I sat on the floor, as she held the box steady. I looked inside again. I felt her leaning over me, over the box. Her face appeared in the hole. And then she blew into it. I felt her breath graze across my eye.
She said something, I couldn't hear her over the machinery. She pointed to me.
"What?" I asked. Clunk screech. I couldn't hear her. I reached behind me. Scratch clack, Kachunk. I pressed the button. The drum stopped. Clunk. The pine cones slid around the cage one last time, scrape. They tumbled against each other. Scrunch.
"Its just my box," she said. "But you can keep it." I stepped into the passageway between the machines where I could feel the kiln vents blowing. It smelled like hot pine. The gusts tickled my eyes. It was warm and chilling on my face. Fredericks drove by.
"Get back to work," he said. I held onto the box. Haley was doing her two-step on a flat-empty bin. I listened to the kiln air. It drowned out the whir and clunk of the other machines.
"I can't take this noise. I'm quitting," I said.
"You'll kill to get this job back in two weeks." he said.

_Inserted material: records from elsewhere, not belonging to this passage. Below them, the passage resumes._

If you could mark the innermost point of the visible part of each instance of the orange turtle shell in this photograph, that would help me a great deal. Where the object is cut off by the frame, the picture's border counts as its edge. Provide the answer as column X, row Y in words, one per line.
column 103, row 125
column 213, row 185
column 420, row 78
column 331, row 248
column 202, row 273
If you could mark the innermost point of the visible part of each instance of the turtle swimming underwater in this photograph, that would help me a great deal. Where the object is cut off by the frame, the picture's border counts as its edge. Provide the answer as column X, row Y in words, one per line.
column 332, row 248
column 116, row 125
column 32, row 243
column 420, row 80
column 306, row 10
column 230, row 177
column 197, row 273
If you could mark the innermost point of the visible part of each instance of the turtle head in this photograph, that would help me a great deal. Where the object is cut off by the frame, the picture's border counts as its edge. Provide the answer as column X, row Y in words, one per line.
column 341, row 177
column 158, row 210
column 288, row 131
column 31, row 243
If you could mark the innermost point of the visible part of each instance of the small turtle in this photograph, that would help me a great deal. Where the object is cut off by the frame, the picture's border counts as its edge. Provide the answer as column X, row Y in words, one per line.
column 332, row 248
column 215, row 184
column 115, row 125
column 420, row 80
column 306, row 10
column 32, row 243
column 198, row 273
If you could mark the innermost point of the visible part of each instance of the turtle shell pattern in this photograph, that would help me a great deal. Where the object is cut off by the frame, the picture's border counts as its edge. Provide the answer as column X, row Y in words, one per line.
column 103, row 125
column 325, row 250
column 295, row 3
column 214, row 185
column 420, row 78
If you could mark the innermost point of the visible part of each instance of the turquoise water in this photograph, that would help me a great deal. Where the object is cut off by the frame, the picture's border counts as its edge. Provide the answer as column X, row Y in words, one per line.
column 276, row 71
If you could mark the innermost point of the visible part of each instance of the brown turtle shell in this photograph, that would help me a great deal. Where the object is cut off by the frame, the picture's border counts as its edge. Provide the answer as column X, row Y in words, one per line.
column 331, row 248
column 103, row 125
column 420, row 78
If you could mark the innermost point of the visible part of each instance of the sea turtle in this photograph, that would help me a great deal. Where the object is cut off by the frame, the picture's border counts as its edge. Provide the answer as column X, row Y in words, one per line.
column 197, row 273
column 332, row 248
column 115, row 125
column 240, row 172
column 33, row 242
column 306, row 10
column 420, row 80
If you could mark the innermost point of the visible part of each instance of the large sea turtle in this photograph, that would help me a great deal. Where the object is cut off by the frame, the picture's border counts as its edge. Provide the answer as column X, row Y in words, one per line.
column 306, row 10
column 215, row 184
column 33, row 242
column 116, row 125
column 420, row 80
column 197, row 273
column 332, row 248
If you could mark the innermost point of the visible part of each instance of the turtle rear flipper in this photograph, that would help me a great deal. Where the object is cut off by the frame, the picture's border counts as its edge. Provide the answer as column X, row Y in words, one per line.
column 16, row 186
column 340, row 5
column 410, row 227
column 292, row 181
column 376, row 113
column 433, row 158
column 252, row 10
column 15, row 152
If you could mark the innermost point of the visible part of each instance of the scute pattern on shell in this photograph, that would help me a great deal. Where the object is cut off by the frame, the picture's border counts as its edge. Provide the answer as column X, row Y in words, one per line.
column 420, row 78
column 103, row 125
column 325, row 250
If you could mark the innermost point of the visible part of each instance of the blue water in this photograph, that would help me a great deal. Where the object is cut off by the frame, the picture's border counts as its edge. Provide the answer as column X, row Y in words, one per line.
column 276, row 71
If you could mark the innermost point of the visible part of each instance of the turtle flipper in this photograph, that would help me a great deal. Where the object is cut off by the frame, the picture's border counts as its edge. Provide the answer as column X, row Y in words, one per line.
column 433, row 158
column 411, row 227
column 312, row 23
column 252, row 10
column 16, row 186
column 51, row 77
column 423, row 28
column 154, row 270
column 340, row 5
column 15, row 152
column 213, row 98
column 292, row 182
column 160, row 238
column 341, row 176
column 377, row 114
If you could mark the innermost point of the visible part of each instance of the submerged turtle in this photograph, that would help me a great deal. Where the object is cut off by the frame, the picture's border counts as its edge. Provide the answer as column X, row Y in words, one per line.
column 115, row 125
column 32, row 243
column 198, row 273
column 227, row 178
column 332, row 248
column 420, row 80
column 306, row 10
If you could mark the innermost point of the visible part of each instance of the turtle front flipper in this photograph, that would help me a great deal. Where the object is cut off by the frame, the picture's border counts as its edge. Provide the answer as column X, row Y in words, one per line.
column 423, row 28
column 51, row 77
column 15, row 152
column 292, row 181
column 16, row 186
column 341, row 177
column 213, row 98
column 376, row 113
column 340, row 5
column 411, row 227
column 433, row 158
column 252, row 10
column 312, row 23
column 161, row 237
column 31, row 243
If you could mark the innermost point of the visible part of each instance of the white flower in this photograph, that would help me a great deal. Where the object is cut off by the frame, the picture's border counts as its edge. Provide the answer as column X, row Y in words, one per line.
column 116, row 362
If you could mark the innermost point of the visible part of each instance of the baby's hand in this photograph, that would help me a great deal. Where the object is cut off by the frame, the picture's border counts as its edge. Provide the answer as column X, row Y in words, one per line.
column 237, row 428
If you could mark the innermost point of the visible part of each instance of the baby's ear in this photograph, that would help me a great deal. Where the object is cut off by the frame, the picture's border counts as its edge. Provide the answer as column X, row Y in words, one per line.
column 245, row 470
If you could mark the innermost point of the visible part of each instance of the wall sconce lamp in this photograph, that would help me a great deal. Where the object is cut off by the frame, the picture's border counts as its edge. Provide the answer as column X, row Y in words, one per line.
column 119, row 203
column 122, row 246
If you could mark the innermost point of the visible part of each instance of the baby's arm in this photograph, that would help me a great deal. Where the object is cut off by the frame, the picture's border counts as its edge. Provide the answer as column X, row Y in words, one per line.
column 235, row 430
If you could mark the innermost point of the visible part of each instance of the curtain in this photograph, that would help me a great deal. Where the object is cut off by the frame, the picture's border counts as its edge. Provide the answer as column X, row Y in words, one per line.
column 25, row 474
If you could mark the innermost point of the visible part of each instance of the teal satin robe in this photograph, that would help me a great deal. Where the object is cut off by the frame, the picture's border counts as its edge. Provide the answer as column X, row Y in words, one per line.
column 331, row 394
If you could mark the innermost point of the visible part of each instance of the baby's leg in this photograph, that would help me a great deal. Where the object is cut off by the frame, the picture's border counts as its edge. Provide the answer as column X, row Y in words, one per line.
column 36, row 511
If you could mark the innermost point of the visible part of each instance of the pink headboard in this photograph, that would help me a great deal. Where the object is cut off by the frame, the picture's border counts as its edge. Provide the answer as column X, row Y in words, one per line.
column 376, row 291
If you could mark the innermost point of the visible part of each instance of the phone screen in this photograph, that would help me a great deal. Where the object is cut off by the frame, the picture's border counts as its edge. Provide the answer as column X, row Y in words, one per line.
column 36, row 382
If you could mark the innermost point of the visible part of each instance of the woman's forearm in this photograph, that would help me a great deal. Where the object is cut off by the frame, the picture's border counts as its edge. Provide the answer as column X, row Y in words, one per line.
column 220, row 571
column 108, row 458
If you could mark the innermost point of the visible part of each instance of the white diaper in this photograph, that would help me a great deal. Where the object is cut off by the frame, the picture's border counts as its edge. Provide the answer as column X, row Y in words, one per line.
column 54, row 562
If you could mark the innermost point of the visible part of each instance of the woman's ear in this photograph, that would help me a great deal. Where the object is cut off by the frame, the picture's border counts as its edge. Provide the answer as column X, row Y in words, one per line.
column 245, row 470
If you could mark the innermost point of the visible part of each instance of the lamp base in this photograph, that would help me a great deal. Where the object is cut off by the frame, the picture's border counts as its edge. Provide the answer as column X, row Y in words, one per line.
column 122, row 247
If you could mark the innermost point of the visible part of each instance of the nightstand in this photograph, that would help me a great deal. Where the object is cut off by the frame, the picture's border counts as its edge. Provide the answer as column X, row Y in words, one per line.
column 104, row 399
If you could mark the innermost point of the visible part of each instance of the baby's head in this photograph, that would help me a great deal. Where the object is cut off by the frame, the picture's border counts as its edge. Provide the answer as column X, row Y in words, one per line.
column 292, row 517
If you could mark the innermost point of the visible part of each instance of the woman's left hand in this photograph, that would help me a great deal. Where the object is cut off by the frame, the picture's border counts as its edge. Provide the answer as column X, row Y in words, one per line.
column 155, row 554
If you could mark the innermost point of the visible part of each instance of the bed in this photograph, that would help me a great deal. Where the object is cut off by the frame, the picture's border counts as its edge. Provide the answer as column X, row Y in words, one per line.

"I want to work in the fields again," I said.
"No you don't, get back to work," he answered. And I knew he was right. I learned to hate the fields like I learned to hate spinning seeds. If there was any magic left in the trees, it fled before we got our hands on it. I saw Haley dancing, twirling a strip of packing tape in the air like a banner. I felt it whip past my ear. I knew that she would be working here in ten years, and I wondered if she would be happy. I wondered if she would still be able to remember when the trees towered over her and when she had the magic.
Fredericks drove forward on the forklift. Then he stopped it, screech. "Try five."
I heard the kiln fans turn on. I listened for the clunking. No clunking. I looked at Position Five. I heard the air push forth. "O.k."
I took Haley by the hand. We walked toward the kilns. She held the box. The hopper was named 'Finch.' The window on the hopper was spotless. As I pressed the call button and the yellow light flashed above me, onto the floor, onto the tip of Haley's nose, I realized something. She didn't have it either. But it ran through her like electricity through a wire, and she knew this. The kiln ignited making a soft noise, a swishing, like branches rustling, snow falling. I watched Fredericks loading the hopper, I listened to the cones ring against its metal walls. I leaned against the orange face of the kiln, smelling the air as it poured from the vents. I watched as Haley chased the raining pine cones scattering and spreading over the concrete floor. I looked inside the box, and it was just a box. I knew this all along, because it couldn't possibly hold what was inside.